Любопытно, что в самый разгар гражданской войны Кустодиев начал «для себя» писать декорации к «Снегурочке» Островского (лишь потом, да и то ненадолго, эта работа приобрела практическое значение: ею было заинтересовался Лужский, собиравшийся ставить одноименную оперу Римского-Корсакова в Большом театре, но ввиду тяжелого времени и невозможности для Бориса Михайловича ездить в Москву дело быстро разладилось).
Помимо давнего пристрастия художника к Островскому, обращение к этой сказке очень органично для Кустодиева, ибо его собственные картины залиты тем же солнечным светом преображающей мир фантазии.

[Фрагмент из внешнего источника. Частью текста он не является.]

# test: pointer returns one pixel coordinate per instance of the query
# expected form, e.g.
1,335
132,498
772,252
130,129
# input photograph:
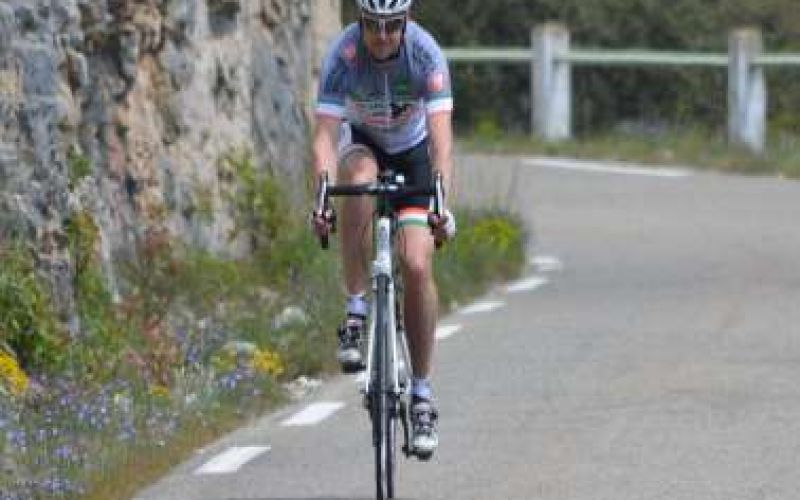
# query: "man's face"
382,35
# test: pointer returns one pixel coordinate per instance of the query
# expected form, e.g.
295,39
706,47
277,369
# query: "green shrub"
28,323
489,248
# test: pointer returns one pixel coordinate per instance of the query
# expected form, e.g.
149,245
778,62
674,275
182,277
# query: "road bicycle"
387,384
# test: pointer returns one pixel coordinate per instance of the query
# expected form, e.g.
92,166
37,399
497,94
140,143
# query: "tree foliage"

Кустодиевские «купчихи за чаем» безмятежны, как вечернее небо над ними. Это какие-то наивные богини плодородия и изобилия. Недаром стол пред ними ломится от яств. Тут бытовая картинка явно перерастает в фантастическую аллегорию беспечальной жизни и земных щедрот, ниспосланных человеку. Да и самой пышной героиней картины художник лукаво любуется, будто одним из сладчайших плодов земных, как то было уже в «Красавице».
Любопытно, что по сравнению с первоначальным эскизом Кустодиев придал своей «Купчихе за чаем» куда большую миловидность и привлекательность, только крайне немногочисленными деталями «приземляя» ее образ: чуть-чуть, да и то, быть может, уже по нашим современным меркам, располнело ее тело, пухловаты пальцы…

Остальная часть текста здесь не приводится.